The fix looks good to me.

Note that there are usually necessary to have at least two reviewers for a fix in Open JDK.

Are you going to push the fix as part of other fixes for different JDK areas or as a separate fix?
  In the second case you need to file a new bug for it.

  Thanks,
  Alexandr.

On 10/7/2015 10:59 PM, Sebastian Sickelmann wrote:
Please find the updated webrev at:

http://cr.openjdk.java.net/~sebastian/5108778/macos/webrev.00/

For some general discussion on regression-tests for this please find the
thread in discuss[0][1] and for the general suggestion to make more
wrapper-type-constructors deprecated find [2] at core-libs-dev.

[0]
http://mail.openjdk.java.net/pipermail/discuss/2015-September/003804.html
[1] http://mail.openjdk.java.net/pipermail/discuss/2015-October/003805.html
[2]
http://mail.openjdk.java.net/pipermail/core-libs-dev/2015-October/035642.html

-- Sebastian

On 10/06/2015 03:06 PM, Alexander Scherbatiy wrote:
On 10/3/2015 5:40 AM, Stuart Marks wrote:

On 9/28/15 2:03 AM, Alexander Scherbatiy wrote:
   Is it possible to use autoboxing in the fix instead of
Boolean.valueOf(someBooleanVariable)?
Hi,

These cases are all interesting because they end up requiring boxed
Boolean values, whether explicitly or implicitly via autoboxing:

1. AquaTabbedPaneUI.java -- use of boxed Boolean as a tri-state (!)

2. CAccessibility.java -- return value from Callable<Boolean>

3. LWCToolkit.java -- value in Properties (like Map<Object,Object>)

For #2 and #3 I think auto-boxing instead of valueOf() is just fine.
I guess using Boolean.TRUE or Boolean.FALSE instead of true or false
is ok, as it's a micro-optimization to prevent autoboxing from
generating a call to Boolean.valueOf(true|false). I'm sure the JIT
compiler will inline such calls, so this speeds up interpreted code a
tiny bit at the expense of a little verbosity in the code.

The explicit calls to Boolean.valueOf(some boolean expression) I
think can simply be replaced with autoboxing in all cases.

The weird one is in AquaTabbedPaneUI.java, which has

     protected Boolean isDefaultFocusReceiver = null;

   I do not mean to change the isDefaultFocusReceivertype type to
boolean. It was just interesting are there pros and cons to use a
short version with autoboxing  for assignment:
       isDefaultFocusReceiver = defaultFocusReceiver != null &&
defaultFocusReceiver.equals(component);
   instead of the long version:
       isDefaultFocusReceiver = Boolean.valueOf(defaultFocusReceiver !=
null && defaultFocusReceiver.equals(component));

    Thanks,
    Alexandr.

Ugh! It would be nice to get rid of null as a marker for
uninitialized state, but that might require too much analysis to show
that the change would be correct.

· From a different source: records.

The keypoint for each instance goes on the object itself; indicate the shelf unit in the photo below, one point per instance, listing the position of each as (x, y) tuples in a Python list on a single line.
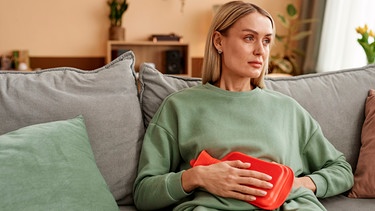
[(151, 52)]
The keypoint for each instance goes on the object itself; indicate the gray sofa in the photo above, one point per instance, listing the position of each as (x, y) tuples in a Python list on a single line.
[(116, 107)]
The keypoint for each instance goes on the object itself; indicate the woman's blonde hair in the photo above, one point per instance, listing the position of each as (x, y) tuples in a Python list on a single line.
[(225, 17)]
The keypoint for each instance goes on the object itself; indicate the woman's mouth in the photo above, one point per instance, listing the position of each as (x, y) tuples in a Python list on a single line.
[(256, 64)]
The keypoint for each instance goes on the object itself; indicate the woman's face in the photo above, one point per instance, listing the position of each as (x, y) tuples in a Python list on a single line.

This is, I think, the only case
where the code has to be explicit about dealing with a boxed Boolean
object that might be null, as opposed to true or false.

The only place that really has to do that is
isDefaultFocusReceiver(), which checks for null up front. I'm not
sure that using Boolean.valueOf() and Boolean.booleanValue() in the
rest of the method are really helpful in denoting that this is a
boxed, nullable Boolean though. So I'd switch to autoboxing here too.